In a matter of weeks, hundreds of thousands of German troops and their equipment – including many guns captured from the Russians during the final German advance - were transferred from one front to the other.
The Army High Command (OHL), and in particular its head, seventy-year-old Field Marshal Hindenburg, and his deputy, Quartermaster-General and de facto commander-in-chief, General Erich Ludendorff, had begun to exercise a virtual dictatorship over the country from 1916 onwards, albeit one disguised by a veneer of law and a not entirely compliant Reichstag. With hundreds of thousands of fresh American ‘doughboys’ pouring into France, and the USA mobilising its finances and its industries for war, the High Command knew that Germany would soon face a far stronger enemy than before. Best to strike the decisive blow now. A great offensive in France had therefore been in preparation for some months.
On 21 March 1918, the High Command launched a massive attack on the British 5th Army. The German planners had chosen a perceived weak point of the enemy front, the hinge between the British and French forces, near St Quentin on the Somme. Preceded by the most massive artillery bombardment of the war – involving 6,000 heavy guns and 3,000 mortars – and assisted by extremely foggy conditions on the ground, elite German ‘storm-troop’ units punched holes in the enemy lines and forced the British back.
The German offensive gained four and a half miles in a day and took 21,000 British prisoners. Within two days, they had reached the key barrier of the Somme River, and by dawn on 23 March three giant guns specially manufactured by Krupp were in position and bombarding Paris, which was now only seventy-four miles distant. Two hundred and fifty-six Parisians were killed in a single morning. The Kaiser declared ‘the battle won, the English totally defeated’. The next day, the Germans crossed the Somme and began to advance on Paris itself. 7
There were further gains over the following weeks, here and elsewhere on the long front line, and on a map the bulge created by the German offensive looked impressive. But the ‘English’ were not defeated. Nor were the French or the Americans. As spring turned to summer, there were no more quick, dramatic advances. The German army found itself short of reserves and having to man a much longer, less easily defensible line than the one they had occupied in March, before the offensive began. 8 In fact, the strength of the German field army fell between March and July from 5.1 million to 4.2 million – many of the casualties its best, most experienced soldiers 9 – just at the same time as the Entente forces were being strengthened by a total of 2 million fresh Americans. Certain categories of light artillery and flame-throwers had their production quotas reduced because there were simply not enough trained fighting men at the front available to use the quantities being shipped from Germany’s factories. 10
The German thrust was eventually held in mid-July 1918, sixty miles or so north-east of Paris.
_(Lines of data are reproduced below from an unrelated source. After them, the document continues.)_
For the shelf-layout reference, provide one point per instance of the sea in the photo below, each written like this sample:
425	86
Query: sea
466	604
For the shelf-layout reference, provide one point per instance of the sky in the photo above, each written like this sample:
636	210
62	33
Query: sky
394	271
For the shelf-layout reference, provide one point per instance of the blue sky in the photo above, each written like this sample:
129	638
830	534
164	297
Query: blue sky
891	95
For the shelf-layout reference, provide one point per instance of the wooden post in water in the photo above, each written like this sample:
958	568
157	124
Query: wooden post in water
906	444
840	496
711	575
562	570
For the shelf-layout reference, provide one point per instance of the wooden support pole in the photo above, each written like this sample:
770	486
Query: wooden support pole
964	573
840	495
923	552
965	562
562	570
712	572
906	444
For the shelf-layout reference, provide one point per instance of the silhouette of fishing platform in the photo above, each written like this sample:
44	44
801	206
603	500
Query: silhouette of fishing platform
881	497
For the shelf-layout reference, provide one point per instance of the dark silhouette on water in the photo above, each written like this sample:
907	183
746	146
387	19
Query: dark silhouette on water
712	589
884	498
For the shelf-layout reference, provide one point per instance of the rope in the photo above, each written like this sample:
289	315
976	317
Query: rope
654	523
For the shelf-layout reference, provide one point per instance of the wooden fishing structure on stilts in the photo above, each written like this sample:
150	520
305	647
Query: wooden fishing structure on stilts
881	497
For the first time, American troops, fighting around Château-Thierry, played a decisive role. Within a matter of weeks, the enemy had begun to advance once more, and German troops were forced into a retreat that would end only with the Reich’s plea for an armistice little more than a hundred days later.
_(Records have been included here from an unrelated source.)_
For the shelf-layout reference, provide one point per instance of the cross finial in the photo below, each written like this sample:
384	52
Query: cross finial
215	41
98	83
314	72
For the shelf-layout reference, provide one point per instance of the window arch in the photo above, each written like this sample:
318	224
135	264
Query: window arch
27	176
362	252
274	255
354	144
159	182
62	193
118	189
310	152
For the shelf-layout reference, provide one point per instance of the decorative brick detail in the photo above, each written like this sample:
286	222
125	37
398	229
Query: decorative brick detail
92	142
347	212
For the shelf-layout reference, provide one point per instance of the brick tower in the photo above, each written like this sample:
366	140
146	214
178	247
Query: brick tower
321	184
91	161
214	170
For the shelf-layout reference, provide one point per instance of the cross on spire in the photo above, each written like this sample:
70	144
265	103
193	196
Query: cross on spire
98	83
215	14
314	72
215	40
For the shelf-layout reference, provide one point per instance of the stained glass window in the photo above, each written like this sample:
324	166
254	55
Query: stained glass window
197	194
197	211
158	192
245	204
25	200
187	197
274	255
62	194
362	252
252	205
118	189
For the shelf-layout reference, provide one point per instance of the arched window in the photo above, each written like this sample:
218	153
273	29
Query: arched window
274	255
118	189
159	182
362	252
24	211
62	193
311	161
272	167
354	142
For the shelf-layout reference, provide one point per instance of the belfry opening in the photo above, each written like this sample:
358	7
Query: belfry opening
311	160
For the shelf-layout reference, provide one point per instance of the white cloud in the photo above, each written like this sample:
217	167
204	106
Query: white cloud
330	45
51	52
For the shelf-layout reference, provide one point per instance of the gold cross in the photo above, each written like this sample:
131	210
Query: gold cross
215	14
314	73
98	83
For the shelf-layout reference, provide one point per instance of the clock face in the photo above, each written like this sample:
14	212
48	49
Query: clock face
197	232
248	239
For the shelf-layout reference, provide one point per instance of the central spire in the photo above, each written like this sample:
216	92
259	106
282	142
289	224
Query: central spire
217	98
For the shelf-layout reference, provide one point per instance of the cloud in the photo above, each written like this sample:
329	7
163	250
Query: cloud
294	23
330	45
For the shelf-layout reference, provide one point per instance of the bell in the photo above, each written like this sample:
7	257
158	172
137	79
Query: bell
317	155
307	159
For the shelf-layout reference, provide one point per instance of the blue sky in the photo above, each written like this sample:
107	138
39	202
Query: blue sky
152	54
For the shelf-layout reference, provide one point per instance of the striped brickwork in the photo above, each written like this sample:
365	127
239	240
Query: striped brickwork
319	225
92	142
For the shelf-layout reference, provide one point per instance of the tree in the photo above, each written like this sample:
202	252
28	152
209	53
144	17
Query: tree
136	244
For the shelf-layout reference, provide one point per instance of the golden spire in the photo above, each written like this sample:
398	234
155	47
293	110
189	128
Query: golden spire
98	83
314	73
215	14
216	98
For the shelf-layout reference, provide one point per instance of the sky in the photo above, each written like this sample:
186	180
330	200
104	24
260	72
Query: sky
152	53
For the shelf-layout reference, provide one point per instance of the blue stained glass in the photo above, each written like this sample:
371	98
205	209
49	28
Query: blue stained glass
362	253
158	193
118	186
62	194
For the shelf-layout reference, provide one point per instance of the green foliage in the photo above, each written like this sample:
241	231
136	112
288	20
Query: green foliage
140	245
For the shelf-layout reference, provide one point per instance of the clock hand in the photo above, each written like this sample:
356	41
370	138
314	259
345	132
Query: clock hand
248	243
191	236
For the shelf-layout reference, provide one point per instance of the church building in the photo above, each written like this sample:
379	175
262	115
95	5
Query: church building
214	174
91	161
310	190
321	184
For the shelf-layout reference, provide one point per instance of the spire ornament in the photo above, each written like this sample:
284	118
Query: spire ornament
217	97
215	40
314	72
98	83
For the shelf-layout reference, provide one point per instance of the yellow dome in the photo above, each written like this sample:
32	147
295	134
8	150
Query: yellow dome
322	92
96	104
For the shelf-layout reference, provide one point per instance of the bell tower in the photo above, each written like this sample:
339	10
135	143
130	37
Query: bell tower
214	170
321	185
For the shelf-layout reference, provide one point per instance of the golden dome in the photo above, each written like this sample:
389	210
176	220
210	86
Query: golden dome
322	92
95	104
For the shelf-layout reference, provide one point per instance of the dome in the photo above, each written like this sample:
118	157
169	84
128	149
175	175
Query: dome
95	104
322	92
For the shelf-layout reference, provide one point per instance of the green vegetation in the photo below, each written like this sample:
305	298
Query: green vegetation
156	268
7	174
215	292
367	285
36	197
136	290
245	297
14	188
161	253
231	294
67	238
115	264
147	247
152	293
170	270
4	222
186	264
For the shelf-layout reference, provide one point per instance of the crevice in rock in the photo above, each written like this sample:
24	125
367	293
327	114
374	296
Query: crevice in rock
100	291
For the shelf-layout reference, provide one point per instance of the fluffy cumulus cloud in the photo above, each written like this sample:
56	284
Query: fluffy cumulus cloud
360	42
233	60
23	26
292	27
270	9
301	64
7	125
The collapse of the final, desperate German offensive in the west accentuated the growing social and political polarisation in the Reich. In 1914, almost the entire German political spectrum (with a few exceptions on the far left) had united in a so-called Burgfrieden (literally ‘fortress peace’), or wartime truce. Something similar occurred in France, where the Prime Minister of the time dubbed it the union sacrée (‘sacred union’).
Immediately following the outbreak of the war, only one Social Democrat Reichstag deputy, Karl Liebknecht, had voted against war credits.